16. NIH has to dispense with the fallacy that grant proposal contests are without cost to science. They need to mitigate those costs, and they must ensure that whatever costs *are* incurred are repaid in multiples.

This sort of catastrophe should be a national embarrassment. Don't accept it.

/fin

@ct_bergstrom Epic rant. One can substitute almost any US government agency that funds science and tell roughly the same story.

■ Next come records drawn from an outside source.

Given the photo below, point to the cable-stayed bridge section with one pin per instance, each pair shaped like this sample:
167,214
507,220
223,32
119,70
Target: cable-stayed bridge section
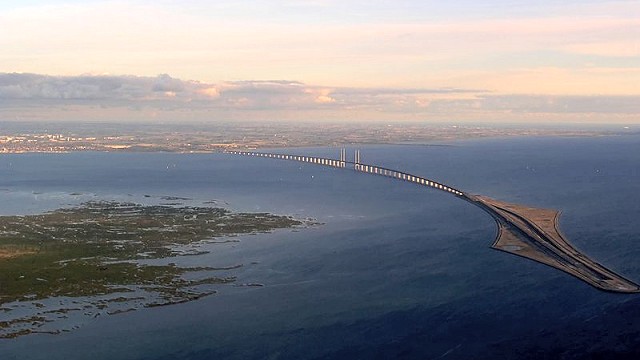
528,232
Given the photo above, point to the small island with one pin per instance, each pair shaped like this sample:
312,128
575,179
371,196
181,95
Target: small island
96,256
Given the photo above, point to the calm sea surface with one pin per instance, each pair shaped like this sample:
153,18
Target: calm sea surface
395,271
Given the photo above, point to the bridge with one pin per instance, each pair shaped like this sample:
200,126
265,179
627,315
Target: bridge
528,232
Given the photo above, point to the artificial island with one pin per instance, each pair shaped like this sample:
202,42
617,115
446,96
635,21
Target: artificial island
524,231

Let me add this: a scientific grant typically covers only a fraction of the cost of running a lab. That means proposal writing is constant, and only a small fraction of your submitted proposals are accepted even if they are excellent. Proposals that are accepted are also subject to available funding. The threat of budget cuts is always there. 😳

@ct_bergstrom I am in the middle of an unplanned career redirection for grant reasons also NIH-related (not BRAIN though) and cannot agree more strongly with all your points. Thank you for putting it so clearly.
@ct_bergstrom
This is out of my wheelhouse
It is a catastrophe
Perhaps corporations cuts across the board lobbies, billionaires think tanks parties probably have a hyper feedback loop
They benifit the most to people working for free. They also care more about what people say and have more money then congress members, some of them are quite invested some interesting global game in tit for tat, with layoffs abound. AI can answer most people’s questions. Rome is the mob.😅
@ct_bergstrom can you elaborate here on what you mean in reference to Eisenhower? I read his farewell address (as an example) as providing a similar warning against a sort of scientific-inudstrial complex, alongside his warning against the MIC. Acknowledging importance, yes, but warning against, in practice, getting government too involved given the inevitability of politicking.
@ct_bergstrom (noting that overall, I agree with you - this sort of outcome is predictable, that it is net destroying value, and ought to be avoided)
@ct_bergstrom #10 is the problem. “Forced into industry” sounds like a good thing to Congress.